EN FUNCIONES DE DETECTIVE
En la gran ciudad me encontré todavía más falto de recursos que cuando llegué a ella por primera vez, y bien puedo decir que sólo me quedaba el valor para empezar de nuevo. ¿Por qué me había dirigido a Nueva York y no a San Luís, donde tenía amistades y podía contar seguramente con la ayuda del anciano Henry? Pues por la sencilla razón de que debía ya a éste tantos favores, que no quería aumentar la deuda de gratitud que tenía con él. ¡Si hubiera tenido la certeza de encontrar allí a Winnetou! Pero no había que pensar en ello; la persecución de Santer podía durar meses enteros, y yo no sabía adónde ir a buscarle. Decidido estaba, no obstante, a reunirme con él y a tal fin debía encaminarme a Occidente, al poblado del río Pecos; mas para tan largo viaje necesitaba recursos de que carecía, y para procurármelos no había campo más apropiado que la capital.

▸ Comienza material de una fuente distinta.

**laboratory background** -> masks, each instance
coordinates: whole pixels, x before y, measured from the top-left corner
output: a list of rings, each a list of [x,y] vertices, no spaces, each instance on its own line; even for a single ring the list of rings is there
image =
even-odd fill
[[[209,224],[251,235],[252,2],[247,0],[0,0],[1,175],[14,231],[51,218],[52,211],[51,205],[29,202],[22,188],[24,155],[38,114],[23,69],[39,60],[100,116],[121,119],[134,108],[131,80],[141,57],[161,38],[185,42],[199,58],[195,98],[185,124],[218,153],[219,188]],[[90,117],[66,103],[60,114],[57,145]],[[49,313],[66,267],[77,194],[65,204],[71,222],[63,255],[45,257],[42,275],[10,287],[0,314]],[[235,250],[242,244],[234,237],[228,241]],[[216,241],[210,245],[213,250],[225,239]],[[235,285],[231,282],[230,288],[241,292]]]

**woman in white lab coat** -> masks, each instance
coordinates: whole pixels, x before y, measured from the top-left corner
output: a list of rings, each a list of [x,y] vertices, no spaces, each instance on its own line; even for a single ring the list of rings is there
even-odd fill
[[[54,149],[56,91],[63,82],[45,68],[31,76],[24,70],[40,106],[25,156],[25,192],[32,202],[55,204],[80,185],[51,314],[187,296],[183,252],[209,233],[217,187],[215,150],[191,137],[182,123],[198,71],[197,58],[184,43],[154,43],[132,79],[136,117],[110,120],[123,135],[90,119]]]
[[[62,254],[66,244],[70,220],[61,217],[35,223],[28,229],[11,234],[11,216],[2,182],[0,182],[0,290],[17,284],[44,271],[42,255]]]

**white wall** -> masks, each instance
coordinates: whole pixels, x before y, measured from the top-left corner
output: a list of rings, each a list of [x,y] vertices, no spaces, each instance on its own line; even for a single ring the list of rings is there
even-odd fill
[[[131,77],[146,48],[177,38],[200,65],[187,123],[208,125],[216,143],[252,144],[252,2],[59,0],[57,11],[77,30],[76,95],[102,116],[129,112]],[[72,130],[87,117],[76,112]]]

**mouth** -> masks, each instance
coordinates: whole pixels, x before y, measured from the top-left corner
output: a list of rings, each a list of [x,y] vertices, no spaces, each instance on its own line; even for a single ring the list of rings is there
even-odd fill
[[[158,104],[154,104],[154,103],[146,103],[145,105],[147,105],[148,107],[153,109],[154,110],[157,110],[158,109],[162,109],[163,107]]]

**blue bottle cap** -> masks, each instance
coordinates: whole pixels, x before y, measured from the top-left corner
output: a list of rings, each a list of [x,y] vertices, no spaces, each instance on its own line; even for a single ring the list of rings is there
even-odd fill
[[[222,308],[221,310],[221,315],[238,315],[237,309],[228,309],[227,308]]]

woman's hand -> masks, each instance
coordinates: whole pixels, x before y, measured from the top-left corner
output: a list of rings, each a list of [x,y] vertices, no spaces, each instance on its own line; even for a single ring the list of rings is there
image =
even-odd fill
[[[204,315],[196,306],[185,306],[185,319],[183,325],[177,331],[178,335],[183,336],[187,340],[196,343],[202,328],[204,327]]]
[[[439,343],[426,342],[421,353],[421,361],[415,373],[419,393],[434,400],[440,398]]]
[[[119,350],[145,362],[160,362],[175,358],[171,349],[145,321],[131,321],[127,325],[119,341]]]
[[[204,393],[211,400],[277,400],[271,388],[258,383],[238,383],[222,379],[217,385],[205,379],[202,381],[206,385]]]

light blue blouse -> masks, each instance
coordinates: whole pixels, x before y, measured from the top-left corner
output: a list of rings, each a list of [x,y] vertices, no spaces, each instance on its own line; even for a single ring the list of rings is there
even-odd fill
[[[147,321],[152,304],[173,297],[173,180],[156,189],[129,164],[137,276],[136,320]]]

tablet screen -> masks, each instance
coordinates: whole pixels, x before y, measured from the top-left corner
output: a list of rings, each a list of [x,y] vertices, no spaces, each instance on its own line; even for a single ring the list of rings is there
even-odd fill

En efecto, supuse bien y tuve suerte. Trabé conocimiento con el muy honorable míster Josué Tailor, director de un famoso cuerpo de detectives de aquellos tiempos, y le rogué que me admitiera en él. Al enterarse de quién era yo y de lo que había hecho, hasta entonces, advirtió que primero me pondría a prueba, a.pesar de mi nacionalidad alemana. El buen director nos tenía a los alemanes por poco hábiles para tal profesión; pero gracias a algunos triunfos que debí más a la casualidad que a mi agudeza, logré merecer su confianza, que fue paulatinamente en aumento, hasta convertirse en verdadero afecto, y me valió los encargos de más seguro resultado y mejor pagados.
Un día me llamó a su despacho particular, donde se hallaba un respetable caballero, cuyo semblante denotaba preocupación y tristeza. El jefe me lo presentó con el nombre de Ohlert, banquero, que solicitaba nuestros servicios en un asunto familiar y tan funesto para él como para su casa de banca. Tenia dicho señor un hijo único, llamado William, de veinticinco años de edad y soltero, pero cuya firma era tan efectiva y valedera como la de su mismo padre.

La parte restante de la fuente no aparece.